The Doctor spun around and flipped his glasses off. "Yes?" he asked as I caught up to him.

"Question: Who the hell are you?" I remembered who he was, I just needed him to tell me himself.

"I'm the Doctor." He scratched his ear. "Do I... know you? You look slightly familiar."

"I'm Lisa Anderson."

"Uh-huh. Can I use your telly? Won’t take a moment."
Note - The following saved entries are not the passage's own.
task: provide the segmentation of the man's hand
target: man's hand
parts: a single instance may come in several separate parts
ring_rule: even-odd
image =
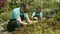
[[[37,23],[37,21],[31,21],[31,20],[30,20],[28,23],[29,23],[29,24],[34,24],[34,23]]]
[[[25,22],[21,22],[22,25],[27,25],[28,23],[25,23]]]
[[[32,21],[30,20],[28,23],[29,23],[29,24],[32,24]]]

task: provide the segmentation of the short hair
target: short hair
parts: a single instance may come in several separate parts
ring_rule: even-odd
[[[41,7],[40,7],[40,6],[36,6],[36,10],[37,10],[37,9],[41,9]]]
[[[28,3],[21,3],[21,7],[26,7]]]

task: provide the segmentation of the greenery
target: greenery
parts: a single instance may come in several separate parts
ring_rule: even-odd
[[[0,21],[2,23],[8,21],[12,10],[16,7],[21,6],[20,4],[24,2],[29,3],[30,17],[32,12],[35,11],[37,5],[41,6],[44,15],[46,13],[51,14],[53,10],[55,10],[57,14],[50,19],[43,19],[41,21],[39,20],[39,23],[23,26],[14,31],[13,32],[14,34],[60,34],[60,10],[59,10],[60,3],[58,3],[57,1],[52,0],[21,0],[21,1],[12,0],[10,2],[6,1],[7,3],[6,7],[0,9]]]

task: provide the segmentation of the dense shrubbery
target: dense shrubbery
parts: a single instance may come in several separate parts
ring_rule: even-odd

"And who are you again?" Mum asked, serving the Doctor a cup of milk.

He was on his knees in front of our TV, holding his metal wand between his teeth and fiddling with a few wires from his silver box. His glasses were on, and he looked very intently at the two wires he was slowly tapping together.

"The Doctor," he replied through clenched teeth.

"Doctor what? And why do you need our telly?" Mum grumbled.

"Mum," I hissed. "Be nice."

"Oh no," the Doctor said, taking the metal thing out of his mouth. "I've met lots of disgruntled mothers in my lives, much more... menacing than yours." He gave the television a short burst of light from the wand, pocketed it, and stood up, rubbing his hands together. "Now, who's got that remote?"

I gave him the remote, slightly confused.

And with one last small adjustment, he pointed the remote at the silver box. The telly turned on, slightly crackling with static.

"What time was the alien picture broadcasted?" the Doctor interrogated.

"Oh, around six o'clock," I replied.

"Gotcha." The doctor looked down and pressed a button. "Rewind..." he muttered.

"You can't rewind the telly," Mum exclaimed. "Not unless you've got one of those expensive things like..."

And to our amazement, the TV flashed back to the same news presentation from earlier.

"What the hell..." I whispered. "What is that thing?"

"Sonic Screwdriver!" The Doctor grinned. "Greatest invention in the universe. Well, that and paper clips...."

His boyish smile faded when he saw the photo of the alien.

"Surrender electricity of Earth or all will... die."

"What?" the Doctor shouted. "What?"

"What?" Mum and I asked at the same time. "What." His voice lowered.

"It's alien," I said. "Just like last year, the year before, and the year before. I was attacked by a band of Father Christmases a couple hours ago. Explosions. And then this thing comes up..."

"But what would a Sulurian want with electricity?" murmured the Doctor. "Just doesn't make sense..."

"I'll tell you what 'doesn't make sense', mister," Mum said, stomping toward the Doctor. "You don't make sense, and I want you out of my house this instant!"

"Alright, I'm off, then," he said, and grabbed the small box and yanked it from the wires, making the telly go static. The Doctor made a small wave to me, and raised his eyebrows at my mother before striding out of the apartment, hands deep in the pockets of his long coat.

And in this moment, I determined part of my fate: I stood up, hugged my astonished mother, and ran out after him. I ran quietly, following him unnoticed down a couple of blocks. He seemed to be humming to himself, a tune that sounded like the Beatles, and admiring the graffiti on the walls of the buildings.

"Y'know," the Doctor said, seemingly to himself, "Lisa, I was wondering if you would like to tag along to help me save the world." He spun around, catching me crouched behind a bench. He grinned, a manic grin, infused with the excitement of a kid on Christmas.

Hm, I'd almost forgotten it was Christmas. I stood up and smiled back at him.

His smile slipped a bit, as if remembering something sad. "Just for this one time, got it? Just tonight."

"Hell, yes!" I cried.

"Let's go then!" His grin returning, he held out his hand for me.

I ran up to the Doctor, took his hand, and I let him drag me out into the universe.